When this happens to the boys, they do turn inward. They develop a sense of self-awareness and begin to wonder what role they may have played in the girls’ isolation. They loved the girls, sure, but they never tried to help the girls. As soon as they got close to them, the girls’ mysterious power over them dissolved.
The Female Fascination with True Crime
While the novel’s central theme relies on the male gaze, women are not exempt from perverse objectification. It’s become almost trendy for women to do this with true crime media. According to a 2023 Pew Research Center study, women are twice as likely to listen to true crime podcasts as men.
Our contemporary obsession with murderers, spurned lovers, and abused children has reached a lucrative fever pitch. While crimes have always found a captive audience, there are entire television networks now devoted exclusively to true crime docs, interrogation videos, and multi-episode deep dives into infamous serial killers. True crime is also one of the most popular genres for podcasts, with over 20,000 of them available.

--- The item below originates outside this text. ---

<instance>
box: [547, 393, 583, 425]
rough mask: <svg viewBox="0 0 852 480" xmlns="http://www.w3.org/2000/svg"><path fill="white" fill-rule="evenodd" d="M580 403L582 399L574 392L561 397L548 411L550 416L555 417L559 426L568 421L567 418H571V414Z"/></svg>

Now you might be saying, “Hey, they’re not the same!” While the mystery element is intoxicating, especially when experienced from the safety of the sofa, there may be a an evolutionary reason for women’s fascination with true crime. It can help us recognize potential threats.
Much like the boys, women who enjoy (if that’s the right word to use) true crime stories are engaging with unknowable subjects to gain insight into themselves. In some ways, it might seem like this thirst for knowledge about a case brings us closer to it, but it only seeks to create a safe distance.
It’s like the clickbait articles where a young, 20-something is suffering from Stage 4 colon cancer, and many of the comments ask the same thing: What were your symptoms? These comments might be coming from a place of genuine concern, but more likely, they are coming from a place of prevention. I want to know what you experienced so I can avoid what happened to you.

I believe this fascination with true crime, in the form of neatly named podcasts and popular network shows, can veer into the unethical. Much like the disgust we (and I’m speaking as a woman now) feel when we’re confronted with the male gaze, the obsession with true crime results in a similar objectification of victims and the glorification of perpetrators.
As a woman, when I think about The Virgin Suicides, I consider the perspective of the mother. Her overprotective and authoritarian parenting was most definitely a major factor in the girls’ decisions to take their lives. Maybe my fascination with it is in choosing not to replicate her mistakes.
What The Virgin Suicides Tells Us about Ourselves
There is something captivating about being told a story by someone you can’t trust. It’s like a puzzle. What is the author trying to hide? What is really being said? And it’s quite rewarding when all the pieces we see merge with the ones we’ve imagined to create a complete picture. But at the end of the day, we care most about how this shapes our own perspective.
Much like the boys who felt that they’d “been too infatuated to listen” to the girls’ cries for help, we can become too wrapped up in our projections of fear and anxiety to honestly connect with our own morbid curiosity. No one wants to suffer. No one wants to see a life cut off prematurely. But we can’t help but make it about us somehow.
We’re always searching for meaning, trying to validate what we think we know. But in most cases, this is impossible.
For me, that’s the power of The Virgin Suicides. No matter how much you try, you can never really know someone. You’ll never get into someone’s mind. What you end up with is a projection, a story that you’ve created for yourself that serves you in some way. The boys attempted to develop a deeper connection to the girls and failed. But they did succeed in creating self-awareness for themselves. They accept their own loss of innocence as they grapple with the futile exploration of mysteries that will never be solved.
It’s the unsatisfying realization that you’ve grown up. And Eugenides is a master because he pressures us to accept this as well.